Stripped LVM (RAID 0) performance on a NAS system

Now I am setting up a new NAS and to be able to decide if I should use Stripped LVM I did some measurements. Stripped LVM means the the data volume is spread across 2 physical disks and data reads and writes are executed in parallel to the two disks, so in theory this will duplicate the disks speed. However stripping has one disadvantage that if one of the disks fails then all data is lost, while with normal volumes, there are chances that from the functional disk it is possible to restore the data. The NAS has a Gigabit Ethernet LAN connection so in theory 125 MBytes/sec speeds can be achieved.

To do the tests I have set up two 200 GByte logical volumes on the LVM containing two 4 Tbytes physical disks, one stripped across the two disks and the other without stripping.
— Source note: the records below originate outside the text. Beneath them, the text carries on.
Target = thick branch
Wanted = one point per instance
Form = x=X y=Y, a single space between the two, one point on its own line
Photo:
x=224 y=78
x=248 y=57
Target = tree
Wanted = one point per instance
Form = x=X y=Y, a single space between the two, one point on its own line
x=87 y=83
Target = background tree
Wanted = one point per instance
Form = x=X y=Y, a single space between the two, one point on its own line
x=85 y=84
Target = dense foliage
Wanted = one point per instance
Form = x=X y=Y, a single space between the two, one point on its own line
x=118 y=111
First I measured the speed within the NAS, using the linux DD command:

On the normal volume:

>dd if=/dev/zero of=/media/data/Adatok/test bs=1M count=2000      2000+0 records in
2000+0 records out
2097152000 bytes (2.1 GB) copied, 13.979 s, 150 MB/s

and on the stripped:

>dd if=/dev/zero of=/media/data/Adatok/test bs=1M count=2000
2000+0 records in
2000+0 records out
2097152000 bytes (2.1 GB) copied, 7.52203 s, 279 MB/s

This looks promising, the stripped disk looks almost 2 times faster (and the overall speed is also pretty impressing).
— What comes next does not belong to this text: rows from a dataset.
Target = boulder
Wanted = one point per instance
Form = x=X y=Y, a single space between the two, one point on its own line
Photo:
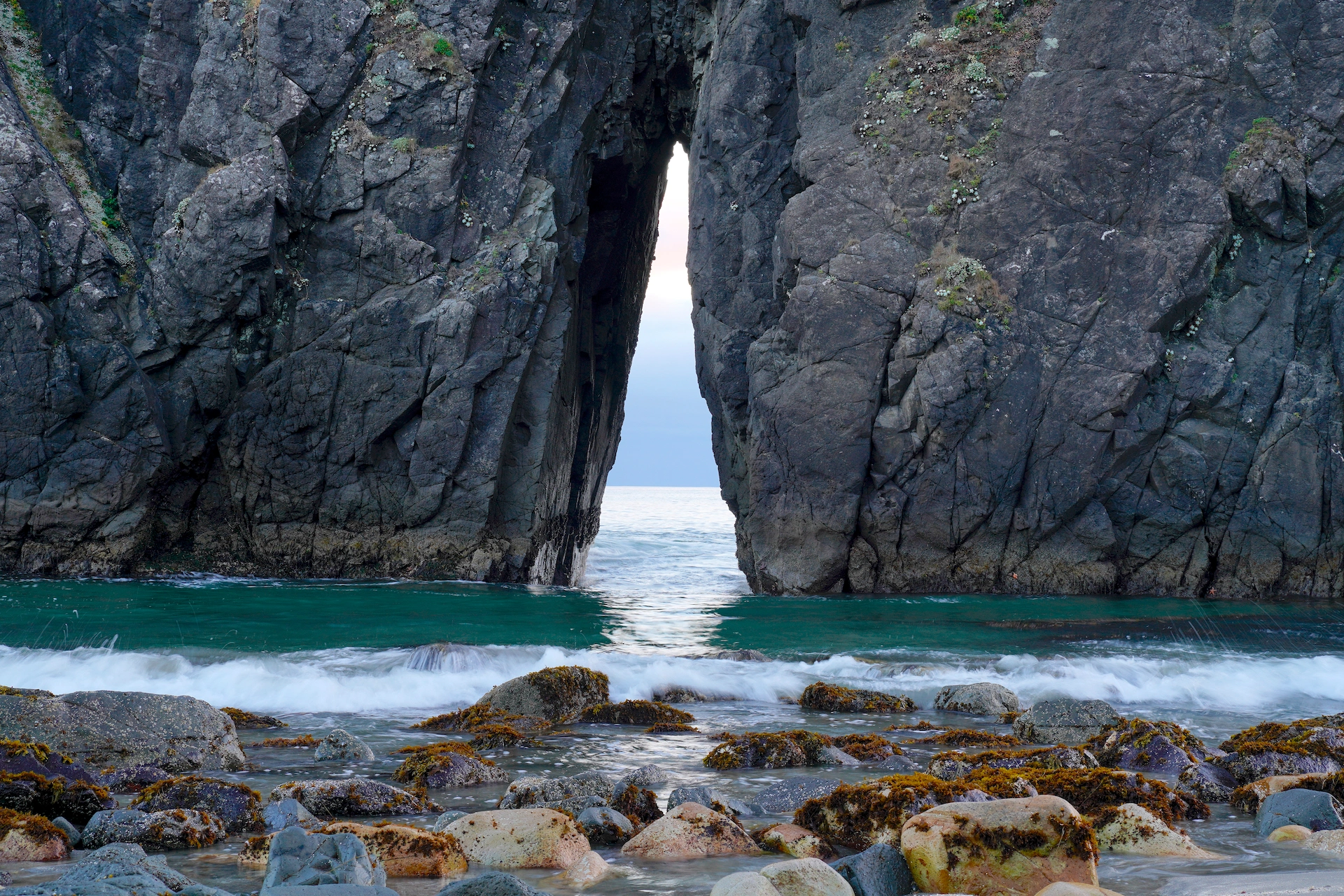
x=168 y=830
x=589 y=869
x=1140 y=745
x=1209 y=782
x=302 y=859
x=720 y=801
x=1323 y=841
x=806 y=878
x=118 y=869
x=981 y=699
x=71 y=832
x=1307 y=808
x=31 y=839
x=288 y=813
x=448 y=818
x=1008 y=846
x=353 y=797
x=134 y=780
x=447 y=764
x=1133 y=830
x=1065 y=722
x=407 y=852
x=492 y=883
x=1247 y=798
x=521 y=839
x=878 y=871
x=690 y=830
x=635 y=713
x=555 y=694
x=794 y=841
x=1291 y=833
x=116 y=729
x=343 y=746
x=238 y=806
x=790 y=793
x=531 y=792
x=605 y=827
x=244 y=719
x=36 y=794
x=823 y=697
x=745 y=883
x=958 y=764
In the next step I have set up a Samba share and used CrystalMark to measure the speeds on the Windows 7 client machine:


What can be seen, that with 100MB size the results are almost identical and with 1000 MB size the results are also very similar, with some differences with small block sizes. Probably these differences are some kind of measurement error.

So the conclusion is clear, it is not worth to use Raid 0 or LVM stripping in a NAS, because it just reduces the security and doesn't improve the speed.

For comparison I include 3 other measurements done on the same Windows machine with internal/USB disks:


 This may also indicate some explanation for the poor 4K performance; this may be normal for HDDs and with the NAS with small file sizes the cache may help to improve it an almost SSD level.